“Letters from Baghdad”

Susan Granger’s review of “Letters from Baghdad” (Vitagraph Films)


My best bet this week is this award-winning spy thriller, the timely, true story of intrepid explorer Gertrude Bell (1858-1926), who influenced Middle Eastern history in the early 1900s.

More influential than her colleague T.E. Lawrence (“Lawrence of Arabia”), adventurous Bell helped map part of the Arabian Peninsula after WWI. She established the Iraq Museum, which housed artifacts and antiquities of Mesopotamia and was ransacked during the American invasion of Baghdad in 2003.

Assembled from period photographs, archival footage and fake ‘talking-head’ interviews by New York documentarians Sabine Krayenbuhl and Zeva Oelbaum, it chronicles the life of this extraordinary woman, the daughter of a British baronet who became the first woman to receive highest honors in Modern History at Oxford University.

Superbly narrated by Tilda Swinton from Bell’s own copious correspondence, it follows her solo journey, commanding a 17-camel caravan across the uncharted Arabian desert for 1,500 miles as the first female freelance archaeologist, befriending Bedouins, sheikhs and other tribesmen, learning the local dialects, history and customs.

“I have cut the thread,” Bell wrote. “You will find me a savage, for I have seen and heard strange things and they color the mind.”

Because of her extraordinary knowledge of the Hashemite dynasties and fluency in Arabic, Persian, French, German and English, she was the only woman given diplomatic status at the 1919 Paris Peace Conference.

That led to Winston Churchill’s invitation to participate in the 1921 Cairo Conference, where Syria’s ruler Faisal was her choice to become King of the newly formed country of Iraq, attempting to encompass Kurds, Sunnis and Shiites after the fall of the Ottoman Empire.

“Oil is the trouble, of course,” Bell slyly noted. “Detestable stuff.”

If her exotic saga sounds familiar, perhaps you saw Werner Herzog’s unfortunate “Queen of the Desert” (2015) with Nicole Kidman as Bell.

On the Granger Movie Gauge of 1 to 10, “Letters from Baghdad” is a vividly insightful 7. See it at 4 p.m. on Saturday, Feb. 10, in Westport Town Hall auditorium. Tickets are $10 to benefit the Westport Cinema Initiative in partnership with Westport READS.


“The Insult”

Susan Granger’s review of “The Insult” (Cohen Media Group)
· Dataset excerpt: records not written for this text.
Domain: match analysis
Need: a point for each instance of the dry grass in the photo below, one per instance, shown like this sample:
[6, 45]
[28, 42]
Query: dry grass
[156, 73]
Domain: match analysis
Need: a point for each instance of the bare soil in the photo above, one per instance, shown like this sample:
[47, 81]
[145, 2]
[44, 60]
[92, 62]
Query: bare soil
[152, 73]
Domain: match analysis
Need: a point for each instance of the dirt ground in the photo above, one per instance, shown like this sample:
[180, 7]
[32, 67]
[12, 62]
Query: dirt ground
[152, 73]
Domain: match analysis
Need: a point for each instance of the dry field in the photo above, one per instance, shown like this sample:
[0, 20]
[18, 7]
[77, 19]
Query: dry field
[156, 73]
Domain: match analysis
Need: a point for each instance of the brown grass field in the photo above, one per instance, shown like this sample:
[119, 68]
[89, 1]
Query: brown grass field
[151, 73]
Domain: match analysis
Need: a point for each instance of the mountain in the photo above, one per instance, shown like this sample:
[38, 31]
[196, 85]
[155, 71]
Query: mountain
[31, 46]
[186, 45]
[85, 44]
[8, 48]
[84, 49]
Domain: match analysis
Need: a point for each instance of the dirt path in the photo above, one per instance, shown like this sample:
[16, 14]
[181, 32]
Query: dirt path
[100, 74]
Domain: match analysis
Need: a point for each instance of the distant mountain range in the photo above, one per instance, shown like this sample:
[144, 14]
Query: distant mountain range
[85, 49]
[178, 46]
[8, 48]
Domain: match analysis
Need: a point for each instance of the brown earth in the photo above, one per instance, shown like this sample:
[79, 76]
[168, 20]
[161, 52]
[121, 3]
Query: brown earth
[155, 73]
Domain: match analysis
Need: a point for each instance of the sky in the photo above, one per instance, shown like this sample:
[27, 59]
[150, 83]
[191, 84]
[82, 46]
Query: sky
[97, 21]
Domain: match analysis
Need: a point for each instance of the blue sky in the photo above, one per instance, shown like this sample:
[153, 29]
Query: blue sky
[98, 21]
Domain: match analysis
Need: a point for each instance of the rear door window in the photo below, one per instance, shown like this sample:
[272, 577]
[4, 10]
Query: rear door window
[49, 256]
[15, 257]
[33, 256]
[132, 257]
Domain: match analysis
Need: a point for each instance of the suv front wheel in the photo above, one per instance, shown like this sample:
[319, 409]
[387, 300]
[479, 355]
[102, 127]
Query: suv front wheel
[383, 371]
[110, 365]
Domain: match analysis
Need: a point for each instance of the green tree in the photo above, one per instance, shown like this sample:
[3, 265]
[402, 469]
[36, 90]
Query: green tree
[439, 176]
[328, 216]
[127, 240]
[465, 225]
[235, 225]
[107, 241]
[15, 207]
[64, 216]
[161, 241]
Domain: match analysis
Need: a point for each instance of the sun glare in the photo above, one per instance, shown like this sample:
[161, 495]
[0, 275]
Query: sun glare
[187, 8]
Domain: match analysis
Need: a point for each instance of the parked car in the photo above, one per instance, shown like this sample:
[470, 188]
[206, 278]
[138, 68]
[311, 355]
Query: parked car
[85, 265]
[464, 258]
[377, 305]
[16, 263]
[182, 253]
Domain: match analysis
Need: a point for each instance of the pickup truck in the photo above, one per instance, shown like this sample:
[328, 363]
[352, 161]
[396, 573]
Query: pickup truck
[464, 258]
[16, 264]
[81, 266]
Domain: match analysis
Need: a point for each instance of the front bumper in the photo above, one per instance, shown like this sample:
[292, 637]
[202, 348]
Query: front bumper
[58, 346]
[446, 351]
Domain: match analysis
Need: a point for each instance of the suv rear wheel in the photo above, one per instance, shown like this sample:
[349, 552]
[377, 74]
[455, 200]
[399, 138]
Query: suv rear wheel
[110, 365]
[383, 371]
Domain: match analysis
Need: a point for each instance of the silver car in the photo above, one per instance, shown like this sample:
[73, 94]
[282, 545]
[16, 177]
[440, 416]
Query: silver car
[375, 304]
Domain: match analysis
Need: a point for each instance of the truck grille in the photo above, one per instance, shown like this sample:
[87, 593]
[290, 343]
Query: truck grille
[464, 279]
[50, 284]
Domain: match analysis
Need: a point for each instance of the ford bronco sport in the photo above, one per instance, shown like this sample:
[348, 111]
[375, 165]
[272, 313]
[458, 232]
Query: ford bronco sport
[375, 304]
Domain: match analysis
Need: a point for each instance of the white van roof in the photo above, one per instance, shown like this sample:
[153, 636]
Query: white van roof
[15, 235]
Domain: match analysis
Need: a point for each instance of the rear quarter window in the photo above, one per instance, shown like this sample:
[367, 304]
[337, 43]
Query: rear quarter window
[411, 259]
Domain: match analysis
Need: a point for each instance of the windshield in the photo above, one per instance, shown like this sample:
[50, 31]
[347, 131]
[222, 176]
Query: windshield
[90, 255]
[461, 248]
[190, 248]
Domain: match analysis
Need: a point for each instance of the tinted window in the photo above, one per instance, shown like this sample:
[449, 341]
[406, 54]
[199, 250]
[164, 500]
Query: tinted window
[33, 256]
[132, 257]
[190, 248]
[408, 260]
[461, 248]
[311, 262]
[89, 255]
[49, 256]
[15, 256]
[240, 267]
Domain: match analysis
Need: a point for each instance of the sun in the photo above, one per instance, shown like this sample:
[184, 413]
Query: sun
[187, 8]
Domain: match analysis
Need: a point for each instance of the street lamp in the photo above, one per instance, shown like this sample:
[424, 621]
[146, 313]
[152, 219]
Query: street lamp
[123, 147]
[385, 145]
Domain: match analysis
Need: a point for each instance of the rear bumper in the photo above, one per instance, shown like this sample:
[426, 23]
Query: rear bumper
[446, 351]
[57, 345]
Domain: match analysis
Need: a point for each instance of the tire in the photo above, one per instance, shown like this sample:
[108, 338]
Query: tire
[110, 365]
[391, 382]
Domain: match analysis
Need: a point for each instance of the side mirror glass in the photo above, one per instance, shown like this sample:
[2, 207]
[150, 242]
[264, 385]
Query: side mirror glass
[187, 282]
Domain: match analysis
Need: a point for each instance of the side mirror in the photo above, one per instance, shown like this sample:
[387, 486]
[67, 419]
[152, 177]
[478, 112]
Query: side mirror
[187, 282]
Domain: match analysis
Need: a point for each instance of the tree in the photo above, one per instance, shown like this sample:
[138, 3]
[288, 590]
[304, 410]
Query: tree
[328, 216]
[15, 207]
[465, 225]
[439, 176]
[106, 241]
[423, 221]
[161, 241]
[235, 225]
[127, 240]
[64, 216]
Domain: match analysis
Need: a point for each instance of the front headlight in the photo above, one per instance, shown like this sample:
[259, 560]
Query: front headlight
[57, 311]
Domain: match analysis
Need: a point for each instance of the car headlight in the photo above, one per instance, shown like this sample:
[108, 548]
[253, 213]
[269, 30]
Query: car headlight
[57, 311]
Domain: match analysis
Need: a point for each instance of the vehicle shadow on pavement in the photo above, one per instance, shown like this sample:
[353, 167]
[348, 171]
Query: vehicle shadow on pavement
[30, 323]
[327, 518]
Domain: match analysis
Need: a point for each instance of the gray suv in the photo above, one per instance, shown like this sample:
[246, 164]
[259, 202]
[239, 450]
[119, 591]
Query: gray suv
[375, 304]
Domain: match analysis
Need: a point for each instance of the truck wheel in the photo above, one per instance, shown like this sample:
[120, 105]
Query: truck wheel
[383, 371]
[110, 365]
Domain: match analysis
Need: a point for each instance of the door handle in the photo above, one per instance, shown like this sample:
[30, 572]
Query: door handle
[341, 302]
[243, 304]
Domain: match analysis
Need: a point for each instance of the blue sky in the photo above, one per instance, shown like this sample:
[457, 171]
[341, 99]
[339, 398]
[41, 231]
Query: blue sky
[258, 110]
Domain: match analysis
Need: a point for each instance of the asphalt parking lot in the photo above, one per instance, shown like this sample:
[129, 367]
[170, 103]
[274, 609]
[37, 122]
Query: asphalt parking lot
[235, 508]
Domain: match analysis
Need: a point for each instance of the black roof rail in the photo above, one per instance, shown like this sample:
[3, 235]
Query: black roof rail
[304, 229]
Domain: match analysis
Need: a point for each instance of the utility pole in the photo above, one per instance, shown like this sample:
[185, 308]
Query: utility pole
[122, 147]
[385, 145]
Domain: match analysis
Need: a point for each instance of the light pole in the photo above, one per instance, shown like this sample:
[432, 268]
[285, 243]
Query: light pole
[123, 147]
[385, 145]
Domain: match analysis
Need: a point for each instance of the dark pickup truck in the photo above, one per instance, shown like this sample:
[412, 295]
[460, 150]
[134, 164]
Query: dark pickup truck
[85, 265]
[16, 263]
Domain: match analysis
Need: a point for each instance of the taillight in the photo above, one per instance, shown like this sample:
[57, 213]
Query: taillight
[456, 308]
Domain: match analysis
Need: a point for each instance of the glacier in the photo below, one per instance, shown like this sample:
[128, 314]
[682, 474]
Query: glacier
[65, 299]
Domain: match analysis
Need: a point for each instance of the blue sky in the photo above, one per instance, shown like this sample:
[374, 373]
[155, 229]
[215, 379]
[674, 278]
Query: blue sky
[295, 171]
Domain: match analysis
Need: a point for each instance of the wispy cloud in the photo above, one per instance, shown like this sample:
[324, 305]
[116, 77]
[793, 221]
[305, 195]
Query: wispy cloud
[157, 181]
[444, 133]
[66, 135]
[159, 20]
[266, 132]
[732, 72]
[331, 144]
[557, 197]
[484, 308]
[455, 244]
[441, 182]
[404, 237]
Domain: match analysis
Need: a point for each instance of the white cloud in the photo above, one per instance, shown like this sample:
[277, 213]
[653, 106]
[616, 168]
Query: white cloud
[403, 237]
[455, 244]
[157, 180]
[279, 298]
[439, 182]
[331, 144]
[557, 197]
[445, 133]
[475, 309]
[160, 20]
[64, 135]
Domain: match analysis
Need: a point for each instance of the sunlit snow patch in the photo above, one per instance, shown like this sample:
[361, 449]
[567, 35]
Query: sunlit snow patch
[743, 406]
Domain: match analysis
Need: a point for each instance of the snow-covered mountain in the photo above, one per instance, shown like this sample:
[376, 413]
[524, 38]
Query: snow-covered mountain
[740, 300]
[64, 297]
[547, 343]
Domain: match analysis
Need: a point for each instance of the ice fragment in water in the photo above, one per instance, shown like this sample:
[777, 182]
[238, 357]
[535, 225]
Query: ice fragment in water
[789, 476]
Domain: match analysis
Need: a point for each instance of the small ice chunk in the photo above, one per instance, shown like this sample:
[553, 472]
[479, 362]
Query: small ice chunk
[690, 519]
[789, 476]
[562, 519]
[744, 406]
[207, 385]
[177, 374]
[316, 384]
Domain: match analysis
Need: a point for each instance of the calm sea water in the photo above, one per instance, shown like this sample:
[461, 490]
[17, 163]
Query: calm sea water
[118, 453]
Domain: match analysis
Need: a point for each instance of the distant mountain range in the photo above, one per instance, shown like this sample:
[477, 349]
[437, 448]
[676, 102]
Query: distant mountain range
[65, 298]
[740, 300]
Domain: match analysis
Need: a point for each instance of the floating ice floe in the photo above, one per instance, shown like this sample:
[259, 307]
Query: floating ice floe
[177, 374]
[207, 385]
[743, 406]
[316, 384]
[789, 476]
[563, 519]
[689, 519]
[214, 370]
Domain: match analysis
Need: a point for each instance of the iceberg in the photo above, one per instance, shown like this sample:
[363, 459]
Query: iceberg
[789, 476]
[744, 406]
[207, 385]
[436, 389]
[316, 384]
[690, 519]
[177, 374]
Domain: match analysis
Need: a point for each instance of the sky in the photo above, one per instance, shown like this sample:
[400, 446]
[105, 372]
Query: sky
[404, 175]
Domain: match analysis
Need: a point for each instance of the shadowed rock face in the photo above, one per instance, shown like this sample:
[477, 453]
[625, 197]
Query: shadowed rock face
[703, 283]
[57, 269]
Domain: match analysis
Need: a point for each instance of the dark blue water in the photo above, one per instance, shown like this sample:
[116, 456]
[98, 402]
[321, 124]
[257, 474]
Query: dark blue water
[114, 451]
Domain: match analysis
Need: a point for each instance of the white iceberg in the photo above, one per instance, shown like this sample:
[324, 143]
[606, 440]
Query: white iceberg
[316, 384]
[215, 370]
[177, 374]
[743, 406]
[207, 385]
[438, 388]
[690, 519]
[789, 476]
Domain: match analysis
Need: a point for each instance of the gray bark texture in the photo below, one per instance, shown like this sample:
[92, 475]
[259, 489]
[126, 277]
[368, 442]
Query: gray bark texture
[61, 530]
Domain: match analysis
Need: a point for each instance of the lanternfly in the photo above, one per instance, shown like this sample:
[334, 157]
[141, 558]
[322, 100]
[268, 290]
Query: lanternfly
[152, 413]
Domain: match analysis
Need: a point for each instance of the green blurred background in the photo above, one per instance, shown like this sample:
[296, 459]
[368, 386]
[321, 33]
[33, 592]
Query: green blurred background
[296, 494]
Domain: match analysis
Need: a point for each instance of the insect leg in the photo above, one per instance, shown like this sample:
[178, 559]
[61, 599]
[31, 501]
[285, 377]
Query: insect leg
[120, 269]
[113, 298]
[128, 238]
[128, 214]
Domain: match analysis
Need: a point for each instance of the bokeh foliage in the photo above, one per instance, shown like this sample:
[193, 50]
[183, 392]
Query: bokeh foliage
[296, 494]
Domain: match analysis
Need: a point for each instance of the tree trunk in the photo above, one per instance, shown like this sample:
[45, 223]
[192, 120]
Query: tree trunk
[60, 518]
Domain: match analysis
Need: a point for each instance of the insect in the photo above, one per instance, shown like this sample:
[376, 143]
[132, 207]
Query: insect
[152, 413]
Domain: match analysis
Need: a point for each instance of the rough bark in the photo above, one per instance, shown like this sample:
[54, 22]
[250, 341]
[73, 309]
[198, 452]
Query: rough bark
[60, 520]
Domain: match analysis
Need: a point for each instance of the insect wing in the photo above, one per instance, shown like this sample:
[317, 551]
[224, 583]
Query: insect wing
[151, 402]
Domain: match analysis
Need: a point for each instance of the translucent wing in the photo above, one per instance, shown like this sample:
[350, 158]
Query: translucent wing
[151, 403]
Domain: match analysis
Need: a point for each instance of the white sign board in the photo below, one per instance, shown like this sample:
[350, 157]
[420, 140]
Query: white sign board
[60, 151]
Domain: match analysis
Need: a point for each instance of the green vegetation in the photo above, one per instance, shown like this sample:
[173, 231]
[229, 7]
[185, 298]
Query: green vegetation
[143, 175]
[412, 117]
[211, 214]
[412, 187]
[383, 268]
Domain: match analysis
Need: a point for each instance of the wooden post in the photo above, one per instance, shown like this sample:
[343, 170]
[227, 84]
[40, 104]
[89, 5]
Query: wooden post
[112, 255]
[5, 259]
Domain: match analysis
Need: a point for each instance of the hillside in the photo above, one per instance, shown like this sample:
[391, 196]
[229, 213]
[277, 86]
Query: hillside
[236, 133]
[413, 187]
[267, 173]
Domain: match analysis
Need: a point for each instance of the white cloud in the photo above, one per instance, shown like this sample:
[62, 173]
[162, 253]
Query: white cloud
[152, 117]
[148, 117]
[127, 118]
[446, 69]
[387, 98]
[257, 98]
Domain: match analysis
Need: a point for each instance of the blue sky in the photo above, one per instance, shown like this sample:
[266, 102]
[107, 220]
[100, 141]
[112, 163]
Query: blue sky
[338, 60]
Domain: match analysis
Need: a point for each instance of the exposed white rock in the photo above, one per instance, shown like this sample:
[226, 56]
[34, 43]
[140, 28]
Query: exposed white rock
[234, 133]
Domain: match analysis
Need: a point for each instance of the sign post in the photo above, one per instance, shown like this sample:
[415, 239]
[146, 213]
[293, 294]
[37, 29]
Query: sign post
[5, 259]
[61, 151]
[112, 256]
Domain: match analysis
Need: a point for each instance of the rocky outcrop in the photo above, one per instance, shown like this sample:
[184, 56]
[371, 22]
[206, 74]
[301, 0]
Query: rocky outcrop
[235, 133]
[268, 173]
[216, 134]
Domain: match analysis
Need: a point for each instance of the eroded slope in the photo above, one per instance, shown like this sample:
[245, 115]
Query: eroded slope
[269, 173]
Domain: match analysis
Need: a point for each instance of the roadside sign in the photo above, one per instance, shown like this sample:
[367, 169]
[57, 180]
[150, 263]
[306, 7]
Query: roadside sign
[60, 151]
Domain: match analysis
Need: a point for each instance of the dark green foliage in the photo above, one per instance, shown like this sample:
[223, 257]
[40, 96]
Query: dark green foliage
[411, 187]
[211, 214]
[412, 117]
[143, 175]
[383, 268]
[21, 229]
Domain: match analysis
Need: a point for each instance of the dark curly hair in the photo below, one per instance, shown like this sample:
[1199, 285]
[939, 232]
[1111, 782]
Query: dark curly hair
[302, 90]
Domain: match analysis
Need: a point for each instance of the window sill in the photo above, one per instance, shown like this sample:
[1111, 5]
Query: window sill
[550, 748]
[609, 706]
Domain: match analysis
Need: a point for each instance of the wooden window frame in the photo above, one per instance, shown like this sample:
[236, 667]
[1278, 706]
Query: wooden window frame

The Insult Banner Cohen Media

Ziad Doueiri’s intriguing political drama is Lebanon’s submission for the 2018 Academy Award for Best Foreign Language film and winner of the 2017 Venice Film Festival’s Best Actor Award (Kamel El Basha).

In contemporary Beirut, there’s always an undercurrent of tension between Lebanese Christians and Palestinian Muslim refugees. Which is why a casual insult is blown ‘way out of proportion.

When Yasser (Kasmrel El Basha), a Palestinian construction foreman, attempts to repair a broken gutter on a balcony belonging to Tony Hanna (Adel Karam), a Lebanese Christian car mechanic who is watering his flowers, he’s splashed with water.

Then, when Yasser offers to fix an illegal drainpipe, belligerent Tony slams the door in his face, upsetting his very pregnant wife (Rita Hayek). That leads to an insulting vulgarity and Tony’s insistence on an abject apology, which Yasser initially refuses to do.

In reluctant placation, Yasser goes to the garage, just as Tony is listening to Bachir Gemayel’s anti-Palestinian speech. Carried away by the hate-filled verbiage, Tony tells Yasser he wishes Ariel Sharon had “wiped them out,” which incites Yasser to punch Tony, breaking a few of his ribs.

Their feud escalates exponentially until it spirals out of control, becoming a media circus. Eventually, the antagonists are embroiled in a legal showdown.

Tony’s case is ruthlessly fronted by Wajdi Wehbe (Camille Salame), an experienced lawyer, while young Nadine (Diamand Bou Abboud) righteously mounts Yasser’s defense.

As the drama unfolds, both sides are convincing since there’s enough blame to go ‘round.

In Lebanon, Christians comprise over 40% of the population; many of them bitterly resent the approx. 450,000 Palestinians who have sought refuge there, now comprising more than 10% of the country’s residents.

Co-written by Joelle Tourma and director Ziad Doueiri, the story revolves around the notion of sincerity versus stability, as the underlying sectarian grievances are aired.

In Lebanese with English subtitles, on the Granger Movie Gauge of 1 to 10, “The Insult” is an explosive 8 – a tense courtroom thriller.


“Proud Mary”

Susan Granger’s review of “Proud Mary” (Sony/Screen Gems)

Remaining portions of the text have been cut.